Since 1988, the International Federation of Gynecology and Obstetrics published guidelines for surgical staging for ovarian cancer that included pelvic and para-aortic lymph node dissection or lymphadenectomy. Over time, the use of lymphadenectomy during ovarian cancer surgery has increased. Up to 30% of patients were found, on prior studies, to be upstaged from early-stage ovarian cancer during the restaging procedure (Young et al, 1983; Helewa et al, 1986; Soper et al, 1992). It is also possible that this association of lymphadenectomy and better survival is attributed to more appropriate treatment due to more accurate staging.
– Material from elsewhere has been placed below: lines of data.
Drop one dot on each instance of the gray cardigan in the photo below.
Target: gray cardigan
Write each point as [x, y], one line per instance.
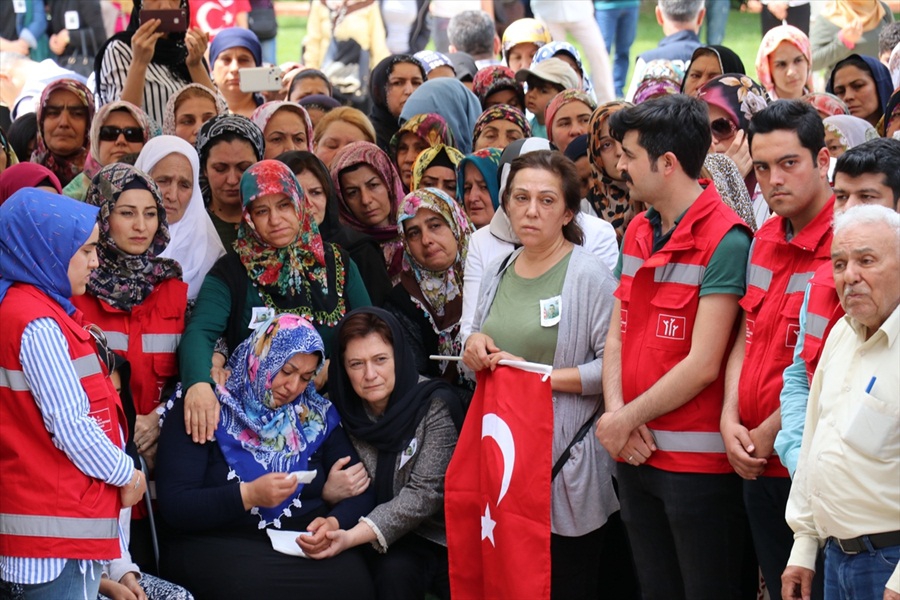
[418, 502]
[582, 495]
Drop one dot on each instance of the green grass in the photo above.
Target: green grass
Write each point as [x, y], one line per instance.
[741, 35]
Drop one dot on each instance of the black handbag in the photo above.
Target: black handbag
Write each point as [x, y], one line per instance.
[262, 22]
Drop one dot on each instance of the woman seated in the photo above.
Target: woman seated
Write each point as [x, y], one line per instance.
[222, 503]
[405, 429]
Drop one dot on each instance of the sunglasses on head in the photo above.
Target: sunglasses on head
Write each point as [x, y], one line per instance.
[723, 129]
[109, 133]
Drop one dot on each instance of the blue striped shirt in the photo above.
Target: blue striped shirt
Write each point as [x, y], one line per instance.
[64, 406]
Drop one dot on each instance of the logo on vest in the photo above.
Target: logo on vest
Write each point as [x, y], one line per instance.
[670, 327]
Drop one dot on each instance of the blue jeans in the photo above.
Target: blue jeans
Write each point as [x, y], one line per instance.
[858, 576]
[71, 584]
[619, 27]
[716, 19]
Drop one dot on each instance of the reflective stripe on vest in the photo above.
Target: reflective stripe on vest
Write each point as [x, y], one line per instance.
[160, 342]
[798, 281]
[685, 273]
[688, 441]
[760, 277]
[58, 527]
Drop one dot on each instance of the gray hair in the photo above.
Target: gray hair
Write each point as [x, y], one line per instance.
[472, 32]
[681, 11]
[867, 214]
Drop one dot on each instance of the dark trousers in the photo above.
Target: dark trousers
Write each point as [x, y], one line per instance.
[686, 532]
[766, 499]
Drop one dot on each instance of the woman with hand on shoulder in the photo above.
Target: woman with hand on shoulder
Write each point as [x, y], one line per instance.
[405, 429]
[216, 499]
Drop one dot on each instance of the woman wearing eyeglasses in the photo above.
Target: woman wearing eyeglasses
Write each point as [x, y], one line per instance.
[119, 130]
[733, 99]
[65, 475]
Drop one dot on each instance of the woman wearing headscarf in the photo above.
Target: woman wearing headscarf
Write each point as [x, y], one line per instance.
[845, 27]
[281, 264]
[405, 431]
[118, 132]
[708, 62]
[436, 168]
[225, 502]
[227, 146]
[369, 192]
[477, 185]
[393, 81]
[316, 182]
[499, 126]
[450, 98]
[174, 166]
[285, 126]
[64, 115]
[233, 49]
[189, 108]
[62, 419]
[784, 63]
[417, 134]
[864, 84]
[428, 300]
[136, 296]
[145, 66]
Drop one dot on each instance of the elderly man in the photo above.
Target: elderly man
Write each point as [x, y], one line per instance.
[846, 490]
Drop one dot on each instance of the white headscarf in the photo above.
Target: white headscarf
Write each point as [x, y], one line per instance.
[194, 244]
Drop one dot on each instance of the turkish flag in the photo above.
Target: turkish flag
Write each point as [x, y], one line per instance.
[497, 490]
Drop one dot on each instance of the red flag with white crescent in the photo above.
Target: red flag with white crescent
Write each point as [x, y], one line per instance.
[497, 490]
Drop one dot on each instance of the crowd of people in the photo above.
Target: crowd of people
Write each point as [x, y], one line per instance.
[242, 330]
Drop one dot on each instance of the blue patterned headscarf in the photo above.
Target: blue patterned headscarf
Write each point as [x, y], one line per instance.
[40, 232]
[257, 438]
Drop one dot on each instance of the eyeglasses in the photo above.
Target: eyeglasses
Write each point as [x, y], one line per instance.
[723, 129]
[108, 133]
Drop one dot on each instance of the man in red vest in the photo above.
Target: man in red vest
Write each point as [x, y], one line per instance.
[681, 274]
[866, 174]
[787, 144]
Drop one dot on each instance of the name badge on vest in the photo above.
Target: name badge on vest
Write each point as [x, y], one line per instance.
[551, 311]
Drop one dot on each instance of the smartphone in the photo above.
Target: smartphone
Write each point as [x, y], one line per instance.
[171, 21]
[260, 79]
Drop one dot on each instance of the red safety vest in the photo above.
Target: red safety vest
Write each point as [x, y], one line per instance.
[659, 293]
[776, 279]
[48, 507]
[147, 336]
[823, 310]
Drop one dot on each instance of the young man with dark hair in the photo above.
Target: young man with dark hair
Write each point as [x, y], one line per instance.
[681, 275]
[787, 145]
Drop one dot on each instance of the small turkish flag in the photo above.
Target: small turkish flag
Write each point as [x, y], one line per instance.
[497, 490]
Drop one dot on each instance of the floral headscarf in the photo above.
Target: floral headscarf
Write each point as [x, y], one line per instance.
[262, 114]
[826, 104]
[284, 270]
[65, 168]
[610, 201]
[439, 292]
[771, 41]
[737, 95]
[257, 438]
[560, 100]
[499, 112]
[369, 154]
[430, 127]
[427, 157]
[494, 78]
[124, 280]
[169, 122]
[487, 161]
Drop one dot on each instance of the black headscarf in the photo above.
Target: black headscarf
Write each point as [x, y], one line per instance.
[169, 51]
[406, 407]
[386, 124]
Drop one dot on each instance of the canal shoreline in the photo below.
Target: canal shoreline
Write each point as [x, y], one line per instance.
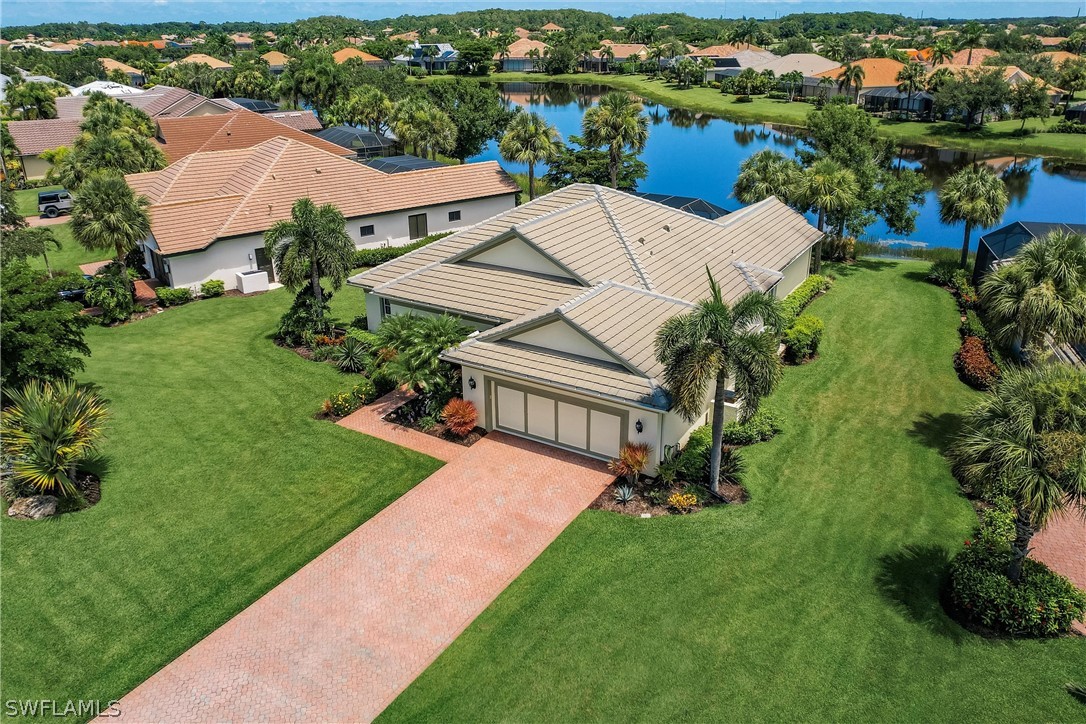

In our first multivariate model, we found that year of diagnosis was an independent prognostic factor for improved survival over time (Table 3A). However, after adjusting for the increased use of lymphadenectomy over time, the improvement in outcome was no longer evident (Table 3B). Thus, it is likely that the survival improvement associated with lymphadenectomy over time is due to an increase in proportion of true early-stage patients after a thorough staging procedure, and subsequent removal of inaccurately staged patients with true stage IIIC disease. Similarly, other reports have described a possible association between lymphadenectomy and better survival in early nonclear cell epithelial ovarian cancer (Chan et al, 2007b). In addition, this association was attributed to accurate staging leading to appropriate treatment and, possibly, the removal of micrometastatic disease within the node, which would have been considered negative on pathological analyses.

This study is limited by its retrospective design. Even though the SEER database has value in determining treatment and survival trends, treatment claims must be used with caution. For example, there is a lack of information on the specialty of surgeon and detailed information on the types and cycles of chemotherapy. One inherent advantage of the SEER database is the ability to generalise these results in a population comparable to that of the United States. This is also the largest study, to date, investigating the survival trends and prognostic factors in early-stage epithelial ovarian cancer.

The use of lymphadenectomy during surgery for early-stage ovarian cancer has doubled over the last 14 years. The marginal improvement in survival demonstrated over time is potentially attributed to the increased use of staging procedures with lymphadenectomy.